EU-Wettbewerbskommissarin Neelie Kroes wiederum hat Pläne für eine Reform der Regionalbeihilfen gestoppt. Danach sollen große Konzerne weniger Subventionen erhalten. Die französische Regierung, so heißt es in Brüssel, sei nicht gerade erbaut über diese Initiative. Seit Jahren liegt Paris mit der Kommission über üppige Beihilfen für ehemalige industrielle Leuchttürme des Landes wie Alstom und Bull im Streit.

EU-Kommissionspräsident José Barroso hatte ein Einsehen mit den empfindlichen Franzosen und ließ das bereits auf die Tagesordnung der Kommission gesetzte Dossier vertagen. Barroso sorgt auch dafür, dass sich in Brüssel derzeit niemand zur EU-Dienstleistungsrichtlinie äußert, einem in Frankreich besonders ungeliebten Projekt.

Die sogenannte Bolkestein-Richtlinie ist Auslöser einer veritablen Verstimmung zwischen Chirac und Barroso. Der Herr im Elysée-Palast macht den Präsidenten der Kommission für die EU-kritische Stimmung vieler Franzosen mitverantwortlich.
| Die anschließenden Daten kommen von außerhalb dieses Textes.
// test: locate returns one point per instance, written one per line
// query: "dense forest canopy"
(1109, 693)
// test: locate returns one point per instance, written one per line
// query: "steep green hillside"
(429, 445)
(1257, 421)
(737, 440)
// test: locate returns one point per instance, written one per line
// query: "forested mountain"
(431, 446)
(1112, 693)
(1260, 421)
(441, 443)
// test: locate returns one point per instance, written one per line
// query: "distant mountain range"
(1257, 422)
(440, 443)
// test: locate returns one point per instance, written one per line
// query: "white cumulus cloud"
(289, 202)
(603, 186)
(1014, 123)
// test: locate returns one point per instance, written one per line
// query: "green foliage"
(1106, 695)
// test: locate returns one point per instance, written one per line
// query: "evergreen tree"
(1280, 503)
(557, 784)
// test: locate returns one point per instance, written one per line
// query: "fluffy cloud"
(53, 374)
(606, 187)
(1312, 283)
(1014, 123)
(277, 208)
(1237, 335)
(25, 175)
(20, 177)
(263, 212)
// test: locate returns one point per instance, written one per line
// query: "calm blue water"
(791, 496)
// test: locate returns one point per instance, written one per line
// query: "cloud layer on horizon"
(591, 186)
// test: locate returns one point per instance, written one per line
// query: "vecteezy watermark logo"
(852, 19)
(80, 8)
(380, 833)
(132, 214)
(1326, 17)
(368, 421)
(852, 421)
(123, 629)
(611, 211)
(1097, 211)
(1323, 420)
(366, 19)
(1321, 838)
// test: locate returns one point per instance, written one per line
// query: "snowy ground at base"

Barroso sei es nicht gelungen, die seit Anfang des Jahres eskalierende und nach Frankreich schwappende Debatte über die Liberalisierung der Dienstleistungsmärkte einzufangen, lautet der Vorwurf aus Paris.

Der Chef der Brüsseler Behörde habe wochenlang tatenlos zugesehen, als sich einzelne Komissionsmitglieder immer widersprüchlicher zu den Zielen der Dienstleistungsrichtlinie geäußert hätten. "Chiracs Urteil über Barrosos Krisenmanagement ist vernichtend", sagt ein Brüsseler Diplomat.
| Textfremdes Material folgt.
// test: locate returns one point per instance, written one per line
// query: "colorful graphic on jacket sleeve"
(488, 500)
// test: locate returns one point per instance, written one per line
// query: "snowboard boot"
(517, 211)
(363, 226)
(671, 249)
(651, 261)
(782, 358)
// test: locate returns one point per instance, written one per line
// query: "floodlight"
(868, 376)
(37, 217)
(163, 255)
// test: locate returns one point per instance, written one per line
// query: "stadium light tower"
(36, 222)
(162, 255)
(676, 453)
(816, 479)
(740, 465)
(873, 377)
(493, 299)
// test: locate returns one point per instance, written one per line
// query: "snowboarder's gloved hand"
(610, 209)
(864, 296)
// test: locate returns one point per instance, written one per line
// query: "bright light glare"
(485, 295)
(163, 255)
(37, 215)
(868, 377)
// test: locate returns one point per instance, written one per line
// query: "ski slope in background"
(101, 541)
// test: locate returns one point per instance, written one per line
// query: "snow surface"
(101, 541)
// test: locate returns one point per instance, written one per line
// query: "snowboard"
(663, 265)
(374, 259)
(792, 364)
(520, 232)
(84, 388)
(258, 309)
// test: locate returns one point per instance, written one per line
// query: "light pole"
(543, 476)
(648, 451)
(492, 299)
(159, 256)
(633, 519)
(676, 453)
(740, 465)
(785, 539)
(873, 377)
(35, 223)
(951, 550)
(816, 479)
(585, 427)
Barroso selbst hingegen fürchtet eher, Chirac suche in Brüssel nach einem Sündenbock für den Fall, dass die Franzosen am 29. Mai Nein sagen zur EU-Verfassung. So wird es jedenfalls in seiner Umgebung kolportiert.

Mangels substanzieller Themen, die bei den frankophonen Nachbarn Anstoß erregen könnten, wird die Agenda der Kommission geprägt von skurrilen Randerscheinungen des Brüsseler Politikbetriebs. Die Tageszeitung "La Libre Belgique" enthüllte jetzt, dass der Hausherr im Berlaymont-Gebäude, dem Amtssitz der Kommission, fünf portugiesische Leibwächter angeheuert hat. War das nötig? Schließlich müssen die Bodyguards aus der EU-Kasse mitfinanziert werden. Portugal zahlt nur ein geringes "Mindestgehalt".

Den freundlichen Italiener Romano Prodi, Barrosos Vorgänger, sah man regelmäßig allein durch das Europaviertel spazieren gehen. Barroso ist der erste Kommissionspräsident, der Personenschutz in Anspruch nimmt.

Ach ja, da war ja jener berüchtigte Azoren-Gipfel, bei dem 2003 die USA und Großbritannien ihre Kriegskoalition gegen den Irak schmiedeten. Seit Barroso damals für US-Präsident George W. Bush und Premier Tony Blair den Gastgeber spielte, fürchtet er Attentate. In der täglichen Pressekonferenz der Kommision sind die fünf bewaffneten Gastarbeiter aus Portugal inzwischen Gegenstand erregter Fragerunden.

Für einen belgischen Kollegen ist die Leibgarde ein Beleg dafür, dass Europa unter kräftiger Mithilfe Barrosos auf dem Weg zur "inter-gouvernementalen Zusammenarbeit" sei.